Mittenwald – Seit 1975 hat die Kolpingsfamilie rund sechs Millionen Kilo Altpapier und knapp zwei Tonnen Altkleider gesammelt und den Verkaufserlös – mittlerweile eine sechsstellige Eurosumme - immer heimischen sozialen Einrichtungen gespendet.

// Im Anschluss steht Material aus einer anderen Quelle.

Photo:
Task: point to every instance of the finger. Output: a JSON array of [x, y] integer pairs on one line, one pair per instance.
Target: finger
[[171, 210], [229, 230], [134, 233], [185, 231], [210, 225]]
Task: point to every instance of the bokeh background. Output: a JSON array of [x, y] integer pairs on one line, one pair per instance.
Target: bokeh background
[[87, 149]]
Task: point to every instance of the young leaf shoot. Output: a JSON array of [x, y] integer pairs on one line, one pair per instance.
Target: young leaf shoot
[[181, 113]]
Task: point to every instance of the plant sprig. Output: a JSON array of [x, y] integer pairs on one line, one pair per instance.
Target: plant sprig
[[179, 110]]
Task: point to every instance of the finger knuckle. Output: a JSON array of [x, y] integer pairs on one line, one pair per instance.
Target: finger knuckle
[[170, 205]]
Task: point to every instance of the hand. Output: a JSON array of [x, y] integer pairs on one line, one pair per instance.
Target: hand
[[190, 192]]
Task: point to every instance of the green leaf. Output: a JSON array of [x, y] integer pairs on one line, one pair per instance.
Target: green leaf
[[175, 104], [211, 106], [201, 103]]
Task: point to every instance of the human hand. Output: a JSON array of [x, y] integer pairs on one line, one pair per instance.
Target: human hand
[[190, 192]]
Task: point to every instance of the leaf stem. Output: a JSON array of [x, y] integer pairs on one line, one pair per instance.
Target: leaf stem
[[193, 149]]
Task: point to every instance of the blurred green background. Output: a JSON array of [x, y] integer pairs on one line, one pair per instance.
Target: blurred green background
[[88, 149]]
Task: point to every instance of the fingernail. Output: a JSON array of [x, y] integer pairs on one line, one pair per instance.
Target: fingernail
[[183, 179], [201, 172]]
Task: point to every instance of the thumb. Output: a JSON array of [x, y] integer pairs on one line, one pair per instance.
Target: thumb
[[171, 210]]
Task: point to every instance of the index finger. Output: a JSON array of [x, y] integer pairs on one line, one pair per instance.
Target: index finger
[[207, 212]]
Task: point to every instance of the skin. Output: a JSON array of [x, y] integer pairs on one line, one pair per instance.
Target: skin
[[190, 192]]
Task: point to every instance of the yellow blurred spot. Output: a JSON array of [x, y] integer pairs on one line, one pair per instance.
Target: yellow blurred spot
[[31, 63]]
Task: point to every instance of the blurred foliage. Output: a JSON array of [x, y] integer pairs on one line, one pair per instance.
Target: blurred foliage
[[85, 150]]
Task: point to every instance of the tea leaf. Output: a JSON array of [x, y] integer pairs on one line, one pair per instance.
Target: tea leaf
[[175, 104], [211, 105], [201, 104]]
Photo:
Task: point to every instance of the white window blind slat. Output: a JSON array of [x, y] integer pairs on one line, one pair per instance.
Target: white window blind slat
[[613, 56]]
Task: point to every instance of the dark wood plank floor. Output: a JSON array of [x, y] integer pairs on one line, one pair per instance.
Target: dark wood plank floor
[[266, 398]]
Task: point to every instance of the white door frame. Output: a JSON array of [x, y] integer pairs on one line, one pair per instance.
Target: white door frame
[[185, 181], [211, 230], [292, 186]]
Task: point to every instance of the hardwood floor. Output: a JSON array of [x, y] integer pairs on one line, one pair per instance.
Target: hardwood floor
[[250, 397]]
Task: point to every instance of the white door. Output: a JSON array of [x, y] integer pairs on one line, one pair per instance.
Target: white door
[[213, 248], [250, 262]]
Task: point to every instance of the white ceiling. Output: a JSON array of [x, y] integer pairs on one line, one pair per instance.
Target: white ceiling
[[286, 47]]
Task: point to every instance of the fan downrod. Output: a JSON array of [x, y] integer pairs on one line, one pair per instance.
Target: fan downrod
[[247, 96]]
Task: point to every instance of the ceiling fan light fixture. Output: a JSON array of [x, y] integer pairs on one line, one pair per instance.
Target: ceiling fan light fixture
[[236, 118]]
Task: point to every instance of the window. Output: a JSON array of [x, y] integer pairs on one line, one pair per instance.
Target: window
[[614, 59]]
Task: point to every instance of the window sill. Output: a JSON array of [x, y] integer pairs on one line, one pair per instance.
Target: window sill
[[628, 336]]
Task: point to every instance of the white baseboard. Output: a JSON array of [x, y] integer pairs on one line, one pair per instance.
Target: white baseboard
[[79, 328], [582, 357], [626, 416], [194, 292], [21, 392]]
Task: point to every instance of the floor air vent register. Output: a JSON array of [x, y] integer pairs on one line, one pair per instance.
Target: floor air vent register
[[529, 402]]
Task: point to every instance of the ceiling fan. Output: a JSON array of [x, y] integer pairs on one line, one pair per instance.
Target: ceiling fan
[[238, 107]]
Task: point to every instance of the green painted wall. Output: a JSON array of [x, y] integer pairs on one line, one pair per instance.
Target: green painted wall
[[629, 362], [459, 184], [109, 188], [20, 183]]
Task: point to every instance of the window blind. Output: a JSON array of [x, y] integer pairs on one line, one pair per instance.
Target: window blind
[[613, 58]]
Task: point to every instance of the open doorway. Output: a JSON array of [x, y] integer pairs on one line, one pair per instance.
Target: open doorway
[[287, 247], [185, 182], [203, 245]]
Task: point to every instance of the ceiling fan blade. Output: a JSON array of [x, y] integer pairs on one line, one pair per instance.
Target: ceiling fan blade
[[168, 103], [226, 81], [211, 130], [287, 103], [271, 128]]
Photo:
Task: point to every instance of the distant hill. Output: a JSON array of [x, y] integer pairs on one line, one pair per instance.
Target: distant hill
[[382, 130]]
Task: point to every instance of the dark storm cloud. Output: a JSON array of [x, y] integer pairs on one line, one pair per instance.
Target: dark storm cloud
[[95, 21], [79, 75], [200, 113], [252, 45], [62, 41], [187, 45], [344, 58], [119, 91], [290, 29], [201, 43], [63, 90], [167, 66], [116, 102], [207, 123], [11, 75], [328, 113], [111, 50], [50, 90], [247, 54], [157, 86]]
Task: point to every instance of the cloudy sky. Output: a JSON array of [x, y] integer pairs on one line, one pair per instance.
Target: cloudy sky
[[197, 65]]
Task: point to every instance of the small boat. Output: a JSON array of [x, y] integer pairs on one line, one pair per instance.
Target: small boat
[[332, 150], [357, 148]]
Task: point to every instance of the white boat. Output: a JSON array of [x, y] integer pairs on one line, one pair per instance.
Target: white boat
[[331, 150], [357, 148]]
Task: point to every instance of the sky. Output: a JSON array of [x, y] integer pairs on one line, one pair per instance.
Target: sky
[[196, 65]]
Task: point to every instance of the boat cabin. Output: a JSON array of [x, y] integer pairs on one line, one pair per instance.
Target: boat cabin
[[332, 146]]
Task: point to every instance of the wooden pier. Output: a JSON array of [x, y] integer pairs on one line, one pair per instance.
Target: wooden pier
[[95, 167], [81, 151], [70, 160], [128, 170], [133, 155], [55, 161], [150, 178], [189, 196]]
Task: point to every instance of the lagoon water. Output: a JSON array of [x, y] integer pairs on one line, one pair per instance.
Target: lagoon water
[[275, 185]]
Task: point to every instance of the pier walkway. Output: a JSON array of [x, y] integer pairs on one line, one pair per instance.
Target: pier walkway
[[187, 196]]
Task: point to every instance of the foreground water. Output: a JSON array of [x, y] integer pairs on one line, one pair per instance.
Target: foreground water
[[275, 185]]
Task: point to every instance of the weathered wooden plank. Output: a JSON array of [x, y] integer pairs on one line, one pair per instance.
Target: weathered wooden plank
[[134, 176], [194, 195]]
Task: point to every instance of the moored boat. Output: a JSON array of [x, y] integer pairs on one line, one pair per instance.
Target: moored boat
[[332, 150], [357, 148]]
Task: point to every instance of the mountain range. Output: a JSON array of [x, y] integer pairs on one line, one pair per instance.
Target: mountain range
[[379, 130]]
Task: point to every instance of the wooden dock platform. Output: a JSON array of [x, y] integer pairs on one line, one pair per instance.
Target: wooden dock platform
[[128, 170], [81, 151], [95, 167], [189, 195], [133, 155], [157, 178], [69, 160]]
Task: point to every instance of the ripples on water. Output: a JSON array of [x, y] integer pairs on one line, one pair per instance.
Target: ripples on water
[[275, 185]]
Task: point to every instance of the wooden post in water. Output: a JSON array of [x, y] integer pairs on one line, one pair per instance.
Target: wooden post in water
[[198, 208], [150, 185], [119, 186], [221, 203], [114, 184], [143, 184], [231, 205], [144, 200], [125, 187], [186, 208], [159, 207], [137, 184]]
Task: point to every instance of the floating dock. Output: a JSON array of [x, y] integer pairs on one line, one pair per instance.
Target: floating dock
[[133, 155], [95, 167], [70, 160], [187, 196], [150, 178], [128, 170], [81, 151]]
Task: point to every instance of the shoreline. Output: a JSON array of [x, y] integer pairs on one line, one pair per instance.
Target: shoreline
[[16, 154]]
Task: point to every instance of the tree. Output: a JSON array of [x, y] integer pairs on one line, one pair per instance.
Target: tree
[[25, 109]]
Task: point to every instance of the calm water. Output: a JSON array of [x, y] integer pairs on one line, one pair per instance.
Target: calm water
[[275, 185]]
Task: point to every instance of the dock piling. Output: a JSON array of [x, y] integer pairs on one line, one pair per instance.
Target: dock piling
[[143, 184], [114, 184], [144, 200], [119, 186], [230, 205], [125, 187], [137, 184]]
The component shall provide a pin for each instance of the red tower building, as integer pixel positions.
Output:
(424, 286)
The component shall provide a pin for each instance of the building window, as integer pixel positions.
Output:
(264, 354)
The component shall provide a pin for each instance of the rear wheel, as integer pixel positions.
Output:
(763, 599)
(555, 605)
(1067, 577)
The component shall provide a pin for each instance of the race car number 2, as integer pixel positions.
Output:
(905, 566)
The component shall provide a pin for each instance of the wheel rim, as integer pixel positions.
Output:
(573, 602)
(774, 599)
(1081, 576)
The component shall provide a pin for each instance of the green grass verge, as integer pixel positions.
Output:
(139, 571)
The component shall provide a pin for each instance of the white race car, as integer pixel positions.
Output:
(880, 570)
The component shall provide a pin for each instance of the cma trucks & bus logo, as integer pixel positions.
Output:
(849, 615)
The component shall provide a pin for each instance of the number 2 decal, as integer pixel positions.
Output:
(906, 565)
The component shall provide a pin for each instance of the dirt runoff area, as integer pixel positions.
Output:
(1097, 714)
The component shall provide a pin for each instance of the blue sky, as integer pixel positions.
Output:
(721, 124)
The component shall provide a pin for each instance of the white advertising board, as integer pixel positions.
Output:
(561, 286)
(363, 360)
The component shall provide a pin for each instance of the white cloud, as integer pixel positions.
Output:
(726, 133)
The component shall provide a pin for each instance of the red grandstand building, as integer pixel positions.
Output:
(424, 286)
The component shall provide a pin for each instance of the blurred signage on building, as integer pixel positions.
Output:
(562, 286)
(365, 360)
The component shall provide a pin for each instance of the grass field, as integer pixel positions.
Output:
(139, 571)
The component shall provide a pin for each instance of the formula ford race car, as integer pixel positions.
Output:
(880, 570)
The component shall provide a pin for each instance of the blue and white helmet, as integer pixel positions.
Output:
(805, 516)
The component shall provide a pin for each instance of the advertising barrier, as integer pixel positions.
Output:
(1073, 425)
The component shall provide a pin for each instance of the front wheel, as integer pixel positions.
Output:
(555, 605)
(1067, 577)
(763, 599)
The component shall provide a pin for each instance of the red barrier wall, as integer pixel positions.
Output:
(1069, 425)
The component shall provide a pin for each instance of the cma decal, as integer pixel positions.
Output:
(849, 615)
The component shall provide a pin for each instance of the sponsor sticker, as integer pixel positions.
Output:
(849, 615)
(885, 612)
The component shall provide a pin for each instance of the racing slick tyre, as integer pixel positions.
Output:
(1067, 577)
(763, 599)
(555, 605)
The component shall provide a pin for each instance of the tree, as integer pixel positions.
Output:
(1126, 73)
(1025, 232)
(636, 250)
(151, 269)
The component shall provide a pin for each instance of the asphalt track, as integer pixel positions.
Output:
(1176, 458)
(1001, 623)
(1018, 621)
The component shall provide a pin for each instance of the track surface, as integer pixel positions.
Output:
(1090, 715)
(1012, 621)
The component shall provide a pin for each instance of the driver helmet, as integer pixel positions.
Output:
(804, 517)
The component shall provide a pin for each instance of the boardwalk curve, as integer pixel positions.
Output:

An der Sammelstelle am Bürgerhaus koordiniert Georg Fichtl mit vielen Helfern die Einlagerung und jeweils im Frühjahr und Herbst auch den Abtransport und Verkauf von Altpapier an die Firma Wertstoff Bader und der Altkleider an die „Kolping Recycling GmbH“ in Fulda. „Am letzten Samstag haben wir mit 25 Helfern und sechs Kleintransportern“, zählt Fichtl auf, „wieder rund 14 Tonnen Altkleider in den an der Ladestraße Ost wartenden LKW verladen“.

Die Textilien werden in zertifizierte Betrieben gebracht. Diese sortieren die noch tragbare Bekleidung, Federbetten, Schuhe und Taschen in über 250 Sorten aus. Dadurch werden Arbeitsplätze in Deutschland und dem benachbarten Ausland gesichert. Kolping will sich damit bewusst gegen die Verlagerung von Arbeitsplätzen in Billiglohnländer aussprechen. Daneben gibt es Menschen in armen Ländern die Möglichkeit, für wenig Geld gute Kleidung zu tragen.

Nach dem Motto „Viele Hände schaffen ein schnelles Ende“, lobte Kolping-Vorsitzender Hannes Neuner(„Noderschuster“)den Einsatz der kleinen und großen Helfer und lud alle nach getaner Arbeit noch zu einer Brotzeit ein. „Ein herzliches Vergelt’s Gott auch an die vielen Altpapier und Altkleiderspender. Wir hoffen weiterhin auf ihre großzügige Unterstützung“.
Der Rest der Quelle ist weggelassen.